Rise in Human and Healthcare Costs of Dementia

Rise in Human and Healthcare Costs of Dementia

03.08.12 | By

There are some more warning signs today of the incredible cost of dementia to both patients and our economy. The National Journal reports on a new Alzheimer's Association's 2012 Alzheimer's "Facts and Figures" report, finding that:

"The bill for taking care of people with Alzheimer's and other dementias will reach $200 billion this year in the United States, including $140 billion paid by Medicare and Medicaid."

This is but more proof of the terrible toll Alzheimer's and other dementias are taking on patients, their families and caregivers, and is in line with an earlier Alzheimer's Association study that concluded that the healthcare cost of Alzheimer's disease will reach $1 trillion a year by 2050.

Needless to say, many trillions of dollars will be spent as the cost of care climbs to that annual rate.

Many positive efforts to limit and even reduce healthcare costs - earlier intervention, better disease management, better adherence to medical recommendations - could all be undermined if new and better treatments for Alzheimer's and other dementias are not researched and developed. Certainly, there is some promise. As of 2010, we reported that America's biopharmaceutical research companies are today working on nearly 100 new medicines to treat Alzheimer's and other forms of dementia. When that report was released in 2012, the estimated annual cost of treating dementias was approximately $172 billion a year to our healthcare system.

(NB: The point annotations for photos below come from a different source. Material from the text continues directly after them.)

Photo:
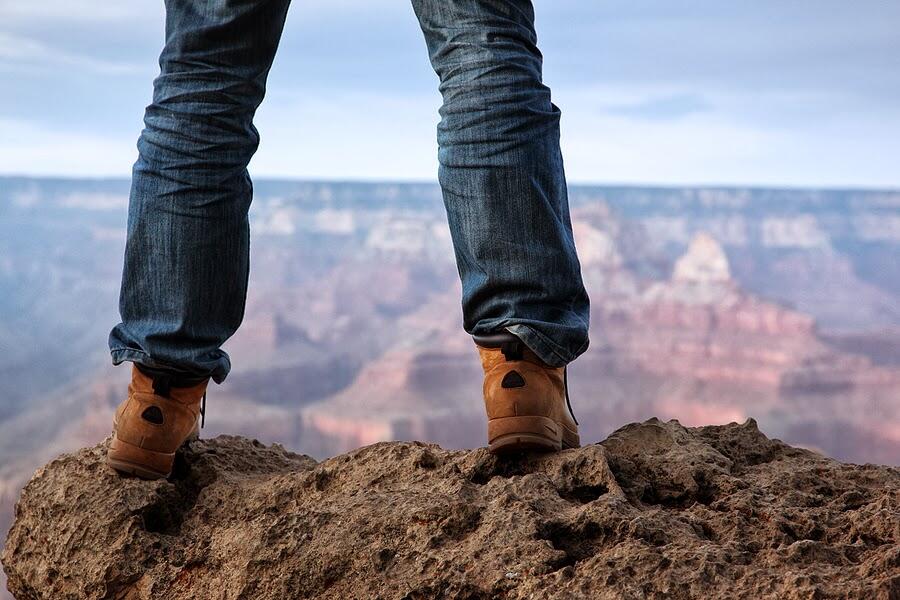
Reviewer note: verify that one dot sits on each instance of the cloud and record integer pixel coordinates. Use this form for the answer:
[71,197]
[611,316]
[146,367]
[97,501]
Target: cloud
[68,11]
[663,108]
[21,53]
[32,149]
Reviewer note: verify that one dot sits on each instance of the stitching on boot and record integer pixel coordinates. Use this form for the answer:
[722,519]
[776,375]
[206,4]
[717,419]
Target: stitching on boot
[153,414]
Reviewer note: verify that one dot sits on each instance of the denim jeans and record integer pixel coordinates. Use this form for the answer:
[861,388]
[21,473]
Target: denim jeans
[501,171]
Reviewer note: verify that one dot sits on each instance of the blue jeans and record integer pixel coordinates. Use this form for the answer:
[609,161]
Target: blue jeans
[187,254]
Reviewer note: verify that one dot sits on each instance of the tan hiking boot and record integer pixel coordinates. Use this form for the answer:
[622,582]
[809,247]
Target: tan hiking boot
[152,424]
[526,401]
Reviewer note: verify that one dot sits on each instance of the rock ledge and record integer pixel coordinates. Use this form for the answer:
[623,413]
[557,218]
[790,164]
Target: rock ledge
[657,510]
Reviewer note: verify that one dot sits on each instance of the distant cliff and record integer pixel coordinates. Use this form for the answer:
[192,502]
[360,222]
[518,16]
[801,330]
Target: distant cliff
[657,510]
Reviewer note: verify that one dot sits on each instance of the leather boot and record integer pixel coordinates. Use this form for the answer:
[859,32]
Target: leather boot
[526,401]
[153,422]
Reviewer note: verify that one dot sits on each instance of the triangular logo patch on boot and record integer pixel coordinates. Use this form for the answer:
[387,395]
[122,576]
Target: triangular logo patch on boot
[513,379]
[152,414]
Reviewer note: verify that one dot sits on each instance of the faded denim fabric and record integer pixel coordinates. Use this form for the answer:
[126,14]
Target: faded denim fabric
[184,283]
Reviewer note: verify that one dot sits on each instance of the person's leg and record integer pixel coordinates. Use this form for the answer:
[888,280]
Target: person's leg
[187,253]
[502,177]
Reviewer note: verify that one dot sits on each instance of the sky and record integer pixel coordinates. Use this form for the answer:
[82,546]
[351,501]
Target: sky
[803,93]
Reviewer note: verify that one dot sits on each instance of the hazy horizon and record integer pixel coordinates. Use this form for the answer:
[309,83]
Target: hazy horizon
[768,94]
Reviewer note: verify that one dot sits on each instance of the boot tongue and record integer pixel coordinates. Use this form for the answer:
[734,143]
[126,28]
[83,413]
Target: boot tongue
[513,349]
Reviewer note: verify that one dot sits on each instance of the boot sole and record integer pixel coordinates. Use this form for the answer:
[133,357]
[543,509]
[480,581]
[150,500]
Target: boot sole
[133,460]
[517,434]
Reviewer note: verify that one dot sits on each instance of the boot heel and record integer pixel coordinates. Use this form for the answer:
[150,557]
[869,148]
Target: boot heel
[512,434]
[134,460]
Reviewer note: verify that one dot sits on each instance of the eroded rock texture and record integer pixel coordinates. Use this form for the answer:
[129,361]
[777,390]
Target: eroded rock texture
[655,511]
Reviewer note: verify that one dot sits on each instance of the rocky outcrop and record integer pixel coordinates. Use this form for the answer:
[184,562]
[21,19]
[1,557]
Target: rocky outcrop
[655,511]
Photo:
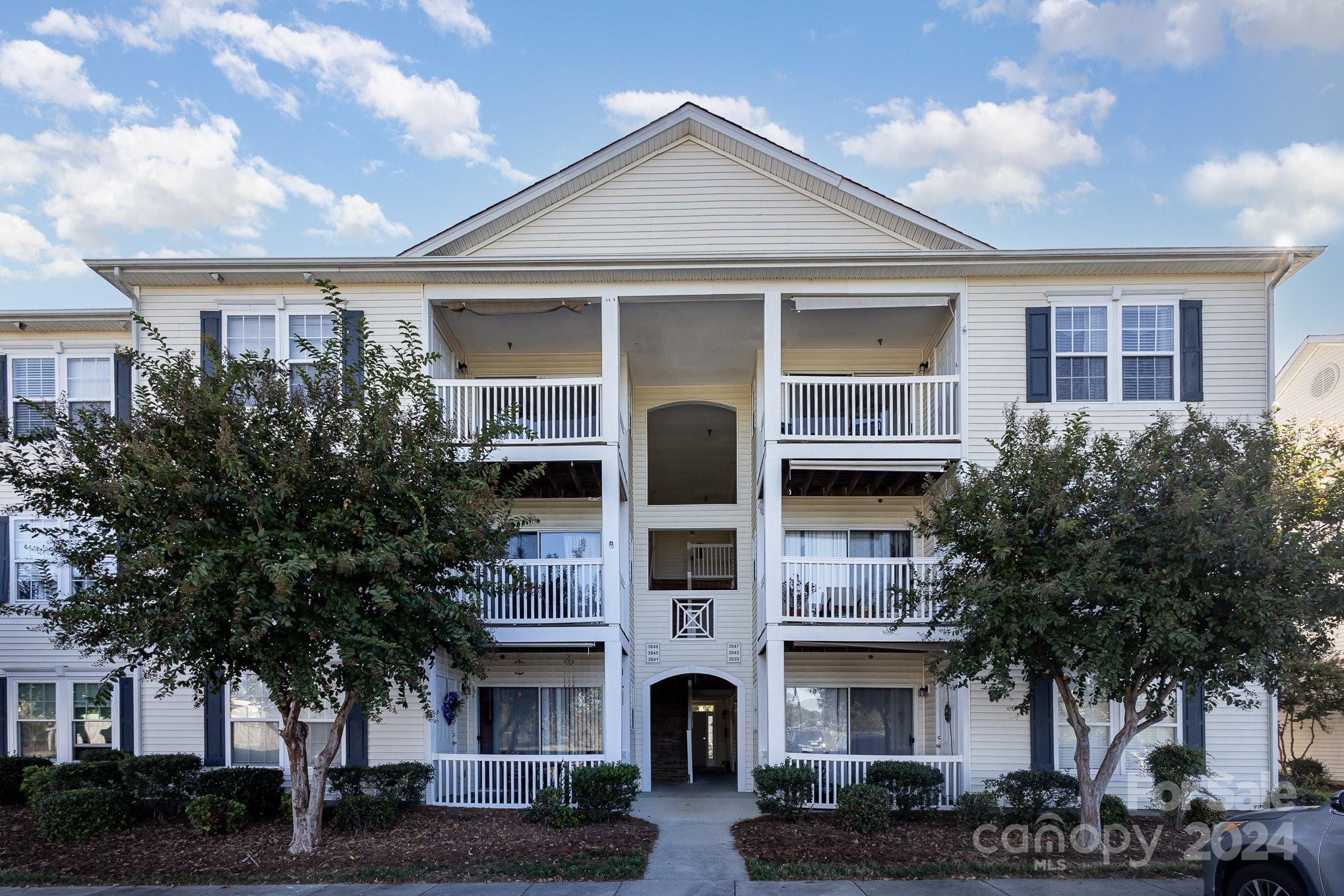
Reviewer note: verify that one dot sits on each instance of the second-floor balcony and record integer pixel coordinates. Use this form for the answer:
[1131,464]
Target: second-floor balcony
[870,409]
[854,590]
[546,591]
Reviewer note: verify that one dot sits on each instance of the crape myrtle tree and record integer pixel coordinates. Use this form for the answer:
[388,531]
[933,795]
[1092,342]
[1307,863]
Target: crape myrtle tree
[1122,567]
[319,525]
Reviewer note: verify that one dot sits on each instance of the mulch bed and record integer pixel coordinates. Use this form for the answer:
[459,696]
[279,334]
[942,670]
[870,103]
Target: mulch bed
[927,843]
[431,844]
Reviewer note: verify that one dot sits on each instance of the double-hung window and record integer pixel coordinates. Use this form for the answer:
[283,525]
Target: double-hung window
[1081,340]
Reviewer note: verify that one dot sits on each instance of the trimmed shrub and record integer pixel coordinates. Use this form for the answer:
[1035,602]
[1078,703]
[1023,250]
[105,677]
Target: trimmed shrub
[81,814]
[607,792]
[11,777]
[865,809]
[257,789]
[1029,793]
[162,781]
[1205,812]
[217,814]
[550,809]
[973,810]
[1113,810]
[913,786]
[783,791]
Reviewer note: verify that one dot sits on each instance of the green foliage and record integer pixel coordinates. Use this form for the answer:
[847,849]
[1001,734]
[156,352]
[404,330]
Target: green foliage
[162,781]
[551,809]
[81,814]
[257,789]
[913,786]
[1205,812]
[1120,567]
[217,816]
[1113,810]
[605,792]
[312,531]
[1029,793]
[11,777]
[973,810]
[784,791]
[865,808]
[362,813]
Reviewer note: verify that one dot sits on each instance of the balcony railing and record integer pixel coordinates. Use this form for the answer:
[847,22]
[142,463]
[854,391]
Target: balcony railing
[835,771]
[553,410]
[498,782]
[870,409]
[551,591]
[854,589]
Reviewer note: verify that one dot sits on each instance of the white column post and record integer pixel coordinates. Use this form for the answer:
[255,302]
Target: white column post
[613,707]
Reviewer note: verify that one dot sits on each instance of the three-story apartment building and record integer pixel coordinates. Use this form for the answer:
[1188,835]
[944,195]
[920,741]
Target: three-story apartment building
[739,369]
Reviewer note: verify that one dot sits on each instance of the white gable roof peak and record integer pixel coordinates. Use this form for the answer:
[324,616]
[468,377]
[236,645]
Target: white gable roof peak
[690,120]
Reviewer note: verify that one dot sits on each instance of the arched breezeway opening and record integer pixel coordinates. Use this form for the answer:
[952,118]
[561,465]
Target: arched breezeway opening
[695,731]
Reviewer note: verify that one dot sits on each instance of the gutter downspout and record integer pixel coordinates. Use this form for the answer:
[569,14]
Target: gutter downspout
[1289,258]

And, also needless to say, though we often talk about costs of care, we sometimes forget that we're talking about people -- individual patients whose lives and families are often devastated by dementia. Today, over 5 million Americans suffer from Alzheimer's disease, and some 800,000 of them live on their own without family or in a care facility, according to the study released today. That number is growing, heading to the 13 to 15 million cases that, if nothing changes, the Alzheimer's Association predicts by 2050. The purely human toll of this condition should mobilize us all to greater efforts to find new treatments and, one day, a cure.

All of which brings us back to the imperative to increase research and spur and reward innovation. We need new and better medical tools to check the growing tide of Alzheimer's cases - medicines we simply don't have today. Medicines that -- even were an important breakthrough to come tomorrow - would take years to test and develop and make ready for patient use.

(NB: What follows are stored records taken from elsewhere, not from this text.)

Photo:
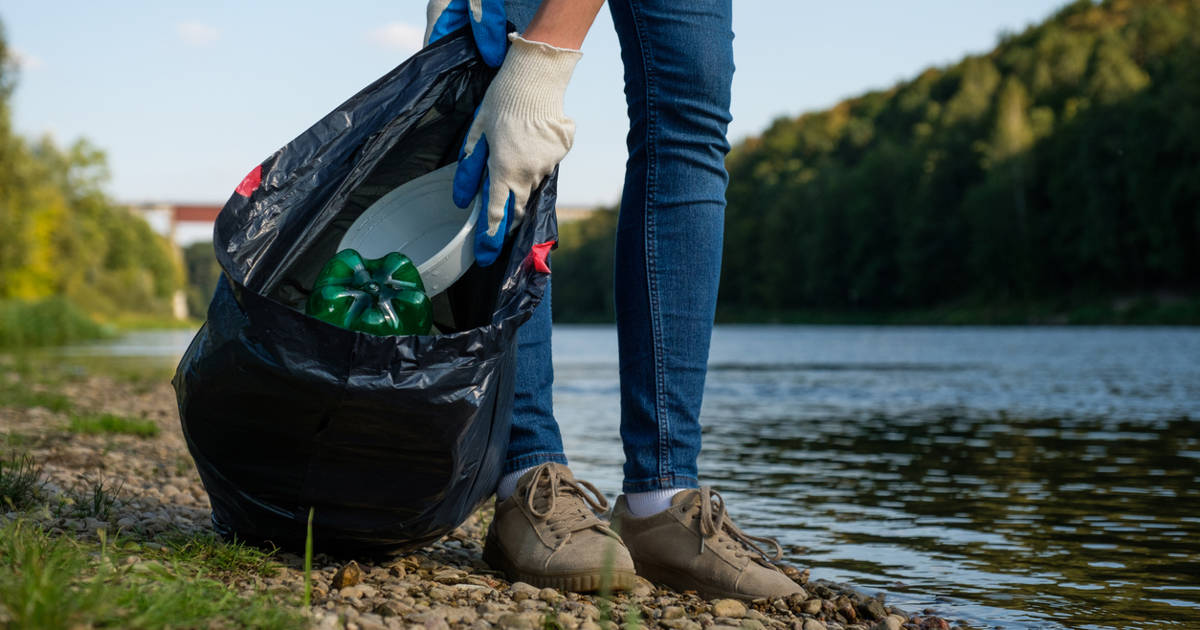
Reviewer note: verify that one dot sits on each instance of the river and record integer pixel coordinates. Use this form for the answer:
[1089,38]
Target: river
[1007,477]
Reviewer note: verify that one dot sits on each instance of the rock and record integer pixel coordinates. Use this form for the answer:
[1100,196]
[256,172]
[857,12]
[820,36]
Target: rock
[347,576]
[729,607]
[528,605]
[673,612]
[871,609]
[798,576]
[521,591]
[371,623]
[513,621]
[642,587]
[449,576]
[887,623]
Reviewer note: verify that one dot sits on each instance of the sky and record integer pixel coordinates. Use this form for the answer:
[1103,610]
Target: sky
[187,96]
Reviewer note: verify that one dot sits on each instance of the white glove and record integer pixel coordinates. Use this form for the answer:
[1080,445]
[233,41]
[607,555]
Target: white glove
[520,133]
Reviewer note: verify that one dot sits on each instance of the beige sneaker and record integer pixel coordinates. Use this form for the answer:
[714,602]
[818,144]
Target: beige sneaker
[695,546]
[547,534]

Ultimately, Alzheimer's disease is but one of the healthcare challenges we face in the coming years - especially with an ageing population. Cancer, diabetes and heart disease also loom large in their projected human and economic costs. Work is being done to find solutions. More research and development is necessary and underscores why we need an economy and a developmental eco-system that spurs and rewards medical innovation.